Namun pada periodesasi 1960an - awal 1970an, mulai muncul Mutual Assured Destruction (MAD) yang digunakan oleh pengambil kebijakan Amerika Serikat sebagai perimbangan strategis terhadap Uni Soviet. MAD tergantung pada kemampuan kedua negara dalam menahan serangan nuklir pertama dan berkemampuan membalas dengan menimbulkan kerusakan yang menghancurkan penyerangnya. Kalangan pakar strategis nuklir menyebutnya kemampuan membalas itu sebagai sebagai kemampuan serangan kedua (second strike). Dengan adanya persepsi seperti ini, maka kemampuan membalas serangan itu menjadi tumpuan utama sehingga harus benar-benar kuat dan mobile. Hal ini ditujukan agar senjata nuklir bisa selamat dari serangan pertama. Karena sistem senjata ofensif memainkan peran cukup vital, kemudian berkembanglah apa yang disebut dengan MIRV (Multiple Independently Targeted Reentry Vehicle).MIRV merupakan jenis rudal yang mampu melepaskan sejumlah hulu ledak termasuk hulu ledak tipuan. MIRV ini dapat dipasang di rudal balistik antar benua atau rudal yang diluncurkan dari kapal selam. Dan dalam periode tersebut strategi nuklir terus mengalami perkembangan beserta teknologinya.[5]

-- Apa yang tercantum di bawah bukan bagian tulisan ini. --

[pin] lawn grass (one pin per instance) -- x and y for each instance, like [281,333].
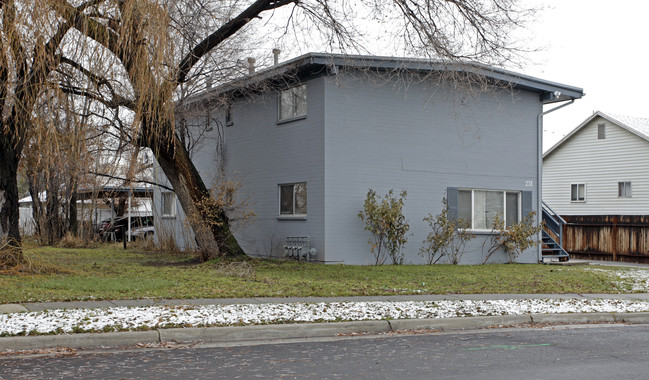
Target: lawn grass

Strategi Nuklir Pada Masa Perang Dingin

Pada masa perang dingin penggunaan strategi nuklir didominasi oleh Blok Barat yang dipimpin Amerika Serikat dan Blok Timur yang dipimpin oleh Uni Soviet. Pada awalnya monopoli senjata nuklir berada di tangan Amerika Serikat, yaitu sejak tahun 1945 hingga 1949. Uni Soviet baru menguasai teknologi nuklir pada tahun 1949, namun belum memiliki minat untuk mengembangkan persenjataan nuklir. Hal ini disebabkan oleh dominasi pemikiran Joseph Stalin di dalam perumusan strategi militer Uni Soviet. Stalin merupakan penafsir ortodoks pemikiran Marx dan Engels. Kedua tokoh tersebut menyatakan bahwa kemenangan di dalam setiap pertempuran hanya ditentukan oleh disiplin moral pasukan. Oleh Stalin, premis tersebut kemudian dirumuskan dan dibakukan sebagai unsur utama untuk memenangkan perang. Selain itu, Stalin juga sangat percaya pada kekuatan konvensional dan tidak percaya pada serangan-pendadakan (surprise attack).[6] Namun sejak pertengahan tahun 1950an di Uni Soviet muncul perdebatan antara kelompok Tradisionalis dan Modernis mengenai penggunaan senjata nuklir. Perdebatan ini menyebabkan Uni Soviet mengambil jalan tengah dengan tetap mempertahankan tingkat kepemilikan senjata konvensional dan secara bersamaan juga mengembangkan kemampuan nuklir. Disisi lain kemampuan dan kekuatan nuklir Amerika Serikat semakin berkembang saat Uni Soviet mulai merasakan arti penting keberadaan senjata nuklir.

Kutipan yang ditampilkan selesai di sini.